おいしいけれど、繊維の方向に従ってもかなりの強敵。
返事のことなんて最早記憶の彼方、目の前のお料理とお酒に舌鼓をうつ。
海老もバターの香りが豊かでとってもおいしくて、アヒージョは味がとても濃厚で少し驚いた。
一緒にいる相手が素敵だからか、お店が素敵なのもあるけれど、どれもおいしくてしあわせ。

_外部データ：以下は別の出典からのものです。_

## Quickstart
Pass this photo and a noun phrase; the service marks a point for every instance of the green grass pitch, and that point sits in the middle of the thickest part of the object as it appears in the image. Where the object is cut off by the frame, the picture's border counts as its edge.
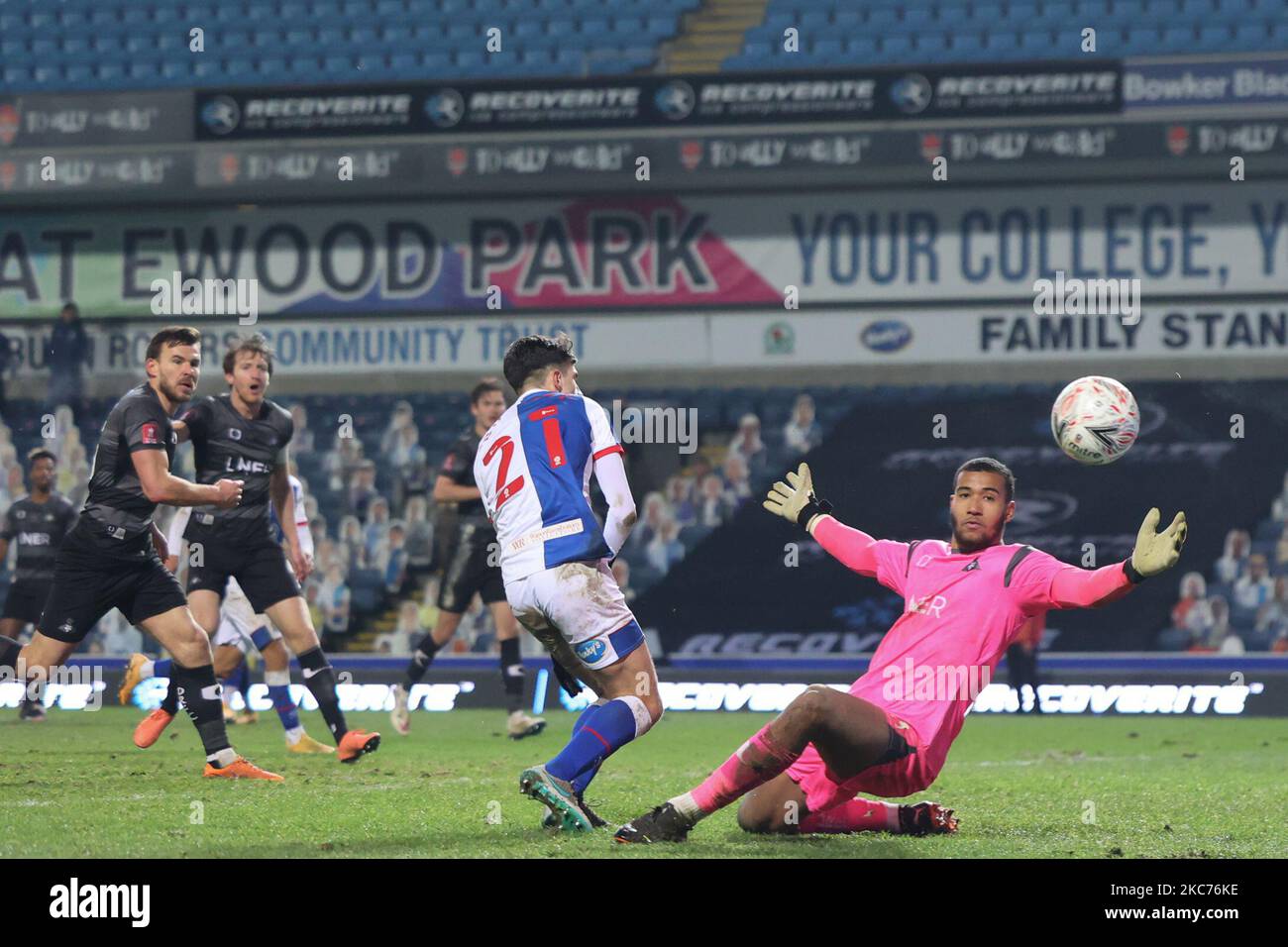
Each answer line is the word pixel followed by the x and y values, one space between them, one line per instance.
pixel 1024 788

日本酒も一杯だけ頼んでふたりで飲んで、ほろ酔いでいい感じに。
彼がお手洗いにいったあとわたしも席を立つ。
手を洗い鏡を見れば、少しだけ頬が赤い。
日本酒は好きだけどすぐに赤くなってしまうからよくない。
冷たい手で頬を熱を冷まして、一息。
お酒のせいか頬が緩んで口角があがったまま。違うな、きっと一緒にいられるのがうれしいからだ。

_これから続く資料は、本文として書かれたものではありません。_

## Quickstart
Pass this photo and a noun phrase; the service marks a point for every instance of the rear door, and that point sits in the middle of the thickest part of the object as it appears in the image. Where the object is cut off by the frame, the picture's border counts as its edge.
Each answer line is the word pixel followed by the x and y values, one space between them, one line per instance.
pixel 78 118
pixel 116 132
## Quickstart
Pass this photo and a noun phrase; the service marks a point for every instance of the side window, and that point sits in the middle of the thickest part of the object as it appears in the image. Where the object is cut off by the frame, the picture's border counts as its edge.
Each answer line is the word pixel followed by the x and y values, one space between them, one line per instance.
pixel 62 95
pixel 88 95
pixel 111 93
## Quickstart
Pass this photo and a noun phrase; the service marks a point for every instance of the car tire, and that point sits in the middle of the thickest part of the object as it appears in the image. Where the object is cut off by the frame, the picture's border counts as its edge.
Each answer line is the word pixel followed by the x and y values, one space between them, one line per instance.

この数日でこんなに距離が縮まるなんでいまだに夢のよう。
頬を抓った痛みに安心する。空き巣犯に感謝さえしたくなる。
「おかえり、さて出ようか、食い逃げしちゃお」
「それはだめ、だけど、え」
手を引かれるままにコートを引っ張ってお店を出る。
接客してくれた店員さんと目があったから、ごちそうさまでした!と言い残して。
「おごってくれてありがとう、ごちそうさまでした!」
「わざわざいいのに、いいよ、これくらい」
「こんなにさらっと払ってもらったのはじめて、ドラマみたい!」
「……こんな子前にして、前の男に説教してこようか俺」
「や、だいじょうぶです!」
「そう、あ、寒くない?」
「ちょっとだけ」
「コート着る?鞄もってるよ」
「平気、でも着るからちょっと待ってね……ん!」
「うん」
繋いでた手をもう一度差し出して繋いでもらう。
ふふふ、と嬉しそうに笑えばまた視線が痛い。
「ほんとに俺でいいの?」
「何回でも言ってあげます、あなたじゃなきゃやだ」
「よくそうさらっと……このあとどうする?ラーメンでも食べる?」
「おなかいっぱい!」
「だろうね、俺もおなかいっぱい、じゃあ――駅まで帰ろうか?」
「うち来てくれるの?」
「なんのために荷物おいたと思って」
「そっか、」
また来てくれるのかなってなんとなく察してはいたけれど、改めて聞くとうれしい。
まだ付き合ってもいない、なんとなくフラれてしまいそうな気配をひしひしと感じていたから。
気に入られている自信はあった。
こんなわたしでも可愛いと思ってくれているのも、これだけ可愛がってもらっていればわかる。
それでも、なんとなく、付き合えないような。
電車にふたりで並んで座る。
混んでいるわけじゃないけれど、ぴったり寄り添って手は絡めたまま。
ふたりとも寝たらまずいね、キスしそうな距離感で笑いあう。
こんなに近くても、なんだか少し、まだ遠く感じる。